Four students the group of at least 15 who wore the t-shirts in solidarity told NBC 5 that an administrator informed them the message was inappropriate for school, and gave them an opportunity to change or turn the shirts inside out.
“[He] came up to me and said that he doesn’t believe this message is school appropriate,” said Anna Thompson, a student in the group. “Being gay is okay. And it is okay to be open about it,” she said of their decision to wear the shirts.
Administrators, however, are standing by their decision in the wake of controversy.
Cody Cunningham, spokesman for the McKinney Independent School District, explained it wasn’t the shirt’s message that caused disruption, but the student body’s reaction to the disagreement being had between students wearing the shirts and administrators who didn’t like them.
“We were doing perfectly fine until lunch,” said Sammy Heiman, a seventh grader who designed the shirts. “And then [the administration] called us all out, all the people wearing them, called us out of the cafeteria. And people started getting rowdy because they knew what was going on. They were making us take off the shirts.”

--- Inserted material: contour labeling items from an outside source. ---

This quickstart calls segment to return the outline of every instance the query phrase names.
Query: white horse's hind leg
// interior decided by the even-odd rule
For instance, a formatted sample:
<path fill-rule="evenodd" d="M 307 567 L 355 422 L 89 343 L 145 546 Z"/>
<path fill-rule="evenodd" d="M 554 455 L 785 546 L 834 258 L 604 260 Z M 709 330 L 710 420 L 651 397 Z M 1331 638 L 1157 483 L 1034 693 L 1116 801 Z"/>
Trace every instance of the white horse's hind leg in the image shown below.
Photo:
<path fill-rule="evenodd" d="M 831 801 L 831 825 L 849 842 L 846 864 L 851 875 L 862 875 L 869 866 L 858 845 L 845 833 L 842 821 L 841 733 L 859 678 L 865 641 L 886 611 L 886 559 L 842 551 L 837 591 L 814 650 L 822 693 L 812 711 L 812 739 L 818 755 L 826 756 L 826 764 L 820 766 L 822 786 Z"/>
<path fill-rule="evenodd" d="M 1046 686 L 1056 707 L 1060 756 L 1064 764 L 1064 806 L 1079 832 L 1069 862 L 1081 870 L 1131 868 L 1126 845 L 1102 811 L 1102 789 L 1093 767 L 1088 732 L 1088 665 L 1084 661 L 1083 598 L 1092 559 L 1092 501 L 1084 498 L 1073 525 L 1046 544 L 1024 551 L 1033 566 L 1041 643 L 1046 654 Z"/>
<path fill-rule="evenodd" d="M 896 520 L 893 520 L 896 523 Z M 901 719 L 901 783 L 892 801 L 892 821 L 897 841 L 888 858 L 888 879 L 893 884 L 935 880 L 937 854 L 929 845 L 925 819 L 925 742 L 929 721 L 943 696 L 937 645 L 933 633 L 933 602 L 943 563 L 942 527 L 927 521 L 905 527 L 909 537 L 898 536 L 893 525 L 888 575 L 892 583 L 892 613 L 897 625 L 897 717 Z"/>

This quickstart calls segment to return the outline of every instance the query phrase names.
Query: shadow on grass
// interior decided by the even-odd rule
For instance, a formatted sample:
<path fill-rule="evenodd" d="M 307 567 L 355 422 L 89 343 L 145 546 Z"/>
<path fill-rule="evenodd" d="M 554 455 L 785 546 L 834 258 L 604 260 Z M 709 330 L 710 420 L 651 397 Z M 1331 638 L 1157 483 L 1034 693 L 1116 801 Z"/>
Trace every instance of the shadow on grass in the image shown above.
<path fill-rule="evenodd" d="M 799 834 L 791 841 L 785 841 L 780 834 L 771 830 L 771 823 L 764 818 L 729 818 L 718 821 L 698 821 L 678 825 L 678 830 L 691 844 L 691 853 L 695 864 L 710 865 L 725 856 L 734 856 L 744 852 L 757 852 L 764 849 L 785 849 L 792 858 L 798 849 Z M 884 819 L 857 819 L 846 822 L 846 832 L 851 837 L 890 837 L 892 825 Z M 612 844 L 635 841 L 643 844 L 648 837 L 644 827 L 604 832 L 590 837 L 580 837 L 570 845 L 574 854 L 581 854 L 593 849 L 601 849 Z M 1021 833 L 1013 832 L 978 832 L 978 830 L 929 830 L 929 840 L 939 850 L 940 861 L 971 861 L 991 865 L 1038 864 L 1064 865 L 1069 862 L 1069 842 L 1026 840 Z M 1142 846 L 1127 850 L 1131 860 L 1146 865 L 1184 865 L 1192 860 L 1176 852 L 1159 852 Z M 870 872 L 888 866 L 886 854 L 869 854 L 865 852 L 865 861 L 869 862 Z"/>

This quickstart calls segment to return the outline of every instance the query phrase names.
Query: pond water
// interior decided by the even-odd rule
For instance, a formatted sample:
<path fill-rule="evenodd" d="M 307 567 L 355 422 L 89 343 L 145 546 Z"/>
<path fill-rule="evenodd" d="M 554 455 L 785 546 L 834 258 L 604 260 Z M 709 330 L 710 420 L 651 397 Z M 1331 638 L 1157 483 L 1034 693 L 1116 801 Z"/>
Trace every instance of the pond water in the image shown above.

Video of the outburst, which you can see a part of in the report below, has gone viral on social media since it was posted earlier this week. It shows the students walking out of the lunchroom at the direction of administrators while the entire student body erupts with cheers.
Administrators pointed to a caveat in the school’s dress code policy, which prohibits “any disruptive or distractive mode of clothing or appearance that adversely impacts the educational process.”
“In this particular case, a verbal disruption occurred between a large number of students in the cafeteria as a result of the shirts. This was not a civil debate, but rather yelling and shouting, and [it] alarmed a large number of students,” said Cunningham. “While we respect student free speech, our primary obligation is to ensure a safe and productive learning environment for students in McKinney ISD.”
Kristy Heiman, Sammy Heiman’s mother, said she couldn’t be prouder of her daughter and her friends.
“I’m just so proud of them. I just want everybody to know that it just takes one person,” she said. “This was just supposed to be a nice, quiet five or six kids wearing something. And it turned into something much bigger.”